Thevenin equivalent circuit help

[full123]

http://img855.imageshack.us/img855/5369/eehmwk.jpg


I haven't done this before with 2 voltage sources so I'm not sure how I would go about doing it.

If someone could show me step by step how to understand this, I would appreciate it.

Equivalent resistance = 2.5ohms, right?
But what about Vs?

 

[gneill]

http://img855.imageshack.us/img855/5369/eehmwk.jpg


I haven't done this before with 2 voltage sources so I'm not sure how I would go about doing it.

If someone could show me step by step how to understand this, I would appreciate it.

Equivalent resistance = 2.5ohms, right?
But what about Vs?

There are several different ways to solve this circuit. What circuit theorems have you been introduced to?

 

[NascentOxygen]

But what about Vs?

Can you determine the voltage between a and b on the main circuit? That becomes Vs in the Thevenin equivalent.

 

[Su3liminal]

2 or 3 voltages, it doesn't matter. It is the same approach most of the time
Find the voltage across AB, that is: Vab (using nodal analysis). Then find the short-circuit current Isc, that is in the direction of the voltage DROP across AB (using mesh current method). Then it is a matter of using Ohm's law to find Rth and constructing Thevenin equivalent circuit.
Of course you don't have to have to find the current Isc (which is cumbersome used often), since you can replace the Voltage sources by short circuits and then find the equivalent resistance Rth. But I was just suggesting to use the formal approach.

 

[DeeNos]

Thevenin equivalent circuit is a useful concept in circuit analysis where we can simplify a complex circuit into a single equivalent circuit. This is particularly useful when we want to analyze the behavior of a circuit without having to deal with its intricate details.

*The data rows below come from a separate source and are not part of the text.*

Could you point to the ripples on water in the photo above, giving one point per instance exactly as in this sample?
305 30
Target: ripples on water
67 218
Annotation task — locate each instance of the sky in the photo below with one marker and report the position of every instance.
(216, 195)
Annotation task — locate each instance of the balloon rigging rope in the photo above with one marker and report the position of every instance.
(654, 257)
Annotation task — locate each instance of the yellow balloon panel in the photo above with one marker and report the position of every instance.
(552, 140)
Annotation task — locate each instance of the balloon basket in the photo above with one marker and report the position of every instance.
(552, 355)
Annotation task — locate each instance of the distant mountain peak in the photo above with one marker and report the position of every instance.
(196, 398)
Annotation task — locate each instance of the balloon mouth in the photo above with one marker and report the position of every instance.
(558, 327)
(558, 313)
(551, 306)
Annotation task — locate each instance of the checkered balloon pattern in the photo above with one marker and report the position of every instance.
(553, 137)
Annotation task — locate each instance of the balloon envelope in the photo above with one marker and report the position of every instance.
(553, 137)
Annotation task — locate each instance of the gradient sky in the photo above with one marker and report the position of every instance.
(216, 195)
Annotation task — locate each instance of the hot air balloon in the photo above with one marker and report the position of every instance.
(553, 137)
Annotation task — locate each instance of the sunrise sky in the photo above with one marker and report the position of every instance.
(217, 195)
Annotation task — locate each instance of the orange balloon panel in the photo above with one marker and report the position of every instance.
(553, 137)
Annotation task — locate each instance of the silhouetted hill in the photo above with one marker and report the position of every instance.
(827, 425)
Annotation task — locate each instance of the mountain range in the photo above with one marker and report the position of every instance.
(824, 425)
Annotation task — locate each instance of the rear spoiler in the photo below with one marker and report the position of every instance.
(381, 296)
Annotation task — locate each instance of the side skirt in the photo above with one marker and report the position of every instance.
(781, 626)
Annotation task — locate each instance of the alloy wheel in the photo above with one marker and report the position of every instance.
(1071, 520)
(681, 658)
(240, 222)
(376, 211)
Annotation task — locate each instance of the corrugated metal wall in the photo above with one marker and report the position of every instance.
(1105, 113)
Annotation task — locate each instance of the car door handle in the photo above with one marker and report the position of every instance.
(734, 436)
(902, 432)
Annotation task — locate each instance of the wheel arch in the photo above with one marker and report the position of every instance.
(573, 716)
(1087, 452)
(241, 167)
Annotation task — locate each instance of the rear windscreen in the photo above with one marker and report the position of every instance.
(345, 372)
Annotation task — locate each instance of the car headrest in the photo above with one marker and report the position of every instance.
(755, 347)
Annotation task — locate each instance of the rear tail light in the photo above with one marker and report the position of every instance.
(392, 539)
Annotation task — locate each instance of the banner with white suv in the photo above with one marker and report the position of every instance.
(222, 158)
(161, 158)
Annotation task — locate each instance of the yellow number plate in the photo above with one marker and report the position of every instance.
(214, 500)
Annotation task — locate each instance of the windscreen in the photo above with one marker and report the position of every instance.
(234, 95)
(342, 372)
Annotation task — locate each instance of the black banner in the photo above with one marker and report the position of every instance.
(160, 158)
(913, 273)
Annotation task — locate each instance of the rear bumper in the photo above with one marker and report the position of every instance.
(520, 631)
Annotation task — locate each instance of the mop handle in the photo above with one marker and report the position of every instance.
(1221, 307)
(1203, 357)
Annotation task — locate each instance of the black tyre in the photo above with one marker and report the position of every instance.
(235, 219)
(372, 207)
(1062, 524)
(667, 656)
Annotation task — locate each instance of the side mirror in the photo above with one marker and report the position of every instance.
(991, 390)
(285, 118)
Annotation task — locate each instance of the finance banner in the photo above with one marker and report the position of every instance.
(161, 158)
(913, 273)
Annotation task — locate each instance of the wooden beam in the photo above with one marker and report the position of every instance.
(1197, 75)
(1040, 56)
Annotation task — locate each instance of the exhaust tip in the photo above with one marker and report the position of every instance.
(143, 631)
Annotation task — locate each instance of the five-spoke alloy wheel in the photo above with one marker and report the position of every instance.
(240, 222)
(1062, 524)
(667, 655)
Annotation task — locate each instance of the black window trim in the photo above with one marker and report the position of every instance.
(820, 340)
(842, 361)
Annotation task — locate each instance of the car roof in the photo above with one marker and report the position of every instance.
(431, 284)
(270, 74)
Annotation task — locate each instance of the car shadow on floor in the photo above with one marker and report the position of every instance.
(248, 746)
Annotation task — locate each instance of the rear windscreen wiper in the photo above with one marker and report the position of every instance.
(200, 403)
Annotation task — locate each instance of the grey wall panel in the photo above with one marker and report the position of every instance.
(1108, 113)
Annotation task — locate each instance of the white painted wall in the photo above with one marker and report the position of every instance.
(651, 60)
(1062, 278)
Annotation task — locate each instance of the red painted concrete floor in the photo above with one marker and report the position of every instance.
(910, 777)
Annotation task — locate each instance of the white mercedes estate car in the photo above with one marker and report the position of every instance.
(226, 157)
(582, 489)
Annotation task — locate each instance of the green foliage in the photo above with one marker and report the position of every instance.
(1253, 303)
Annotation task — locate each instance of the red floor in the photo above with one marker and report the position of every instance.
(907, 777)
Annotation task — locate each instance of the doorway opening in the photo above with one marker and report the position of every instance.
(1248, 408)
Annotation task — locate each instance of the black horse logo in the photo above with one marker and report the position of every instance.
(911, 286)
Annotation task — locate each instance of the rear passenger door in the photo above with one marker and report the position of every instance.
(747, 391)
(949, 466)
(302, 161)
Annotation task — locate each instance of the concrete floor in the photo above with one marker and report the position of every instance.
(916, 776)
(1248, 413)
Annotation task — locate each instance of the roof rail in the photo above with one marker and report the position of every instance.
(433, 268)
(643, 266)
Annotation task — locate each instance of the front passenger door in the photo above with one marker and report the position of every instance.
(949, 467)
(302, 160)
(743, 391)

In this case, the Thevenin equivalent circuit helps us to understand the behavior of a circuit with two voltage sources.

To find the Thevenin equivalent circuit, we need to find the equivalent resistance (Rth) and the equivalent voltage source (Vth). The equivalent resistance is calculated by shorting all voltage sources and open-circuiting all current sources in the original circuit. In this case, the equivalent resistance is indeed 2.5 ohms, as you correctly mentioned.

To find the equivalent voltage source, we need to consider the voltage at the open-circuited terminals of the original circuit. In this case, the open-circuited terminals are the two points where the 2.5 ohm resistor meets the two voltage sources. Since there are two voltage sources, we need to use the voltage divider rule to find the voltage at these points. The voltage divider rule states that the voltage at a point is equal to the ratio of the resistance connected to that point to the total resistance in the circuit, multiplied by the total voltage in the circuit. In this case, the voltage at these points will be:

Veq = (2.5 ohms / (2.5 ohms + 2.5 ohms)) * 10V = 5V

Therefore, our Thevenin equivalent circuit will have an equivalent resistance of 2.5 ohms and an equivalent voltage source of 5V. This means that the original circuit can be simplified into a single voltage source of 5V in series with a 2.5 ohm resistor.

I hope this helps you understand the concept of Thevenin equivalent circuit better. If you have any further questions, please feel free to ask.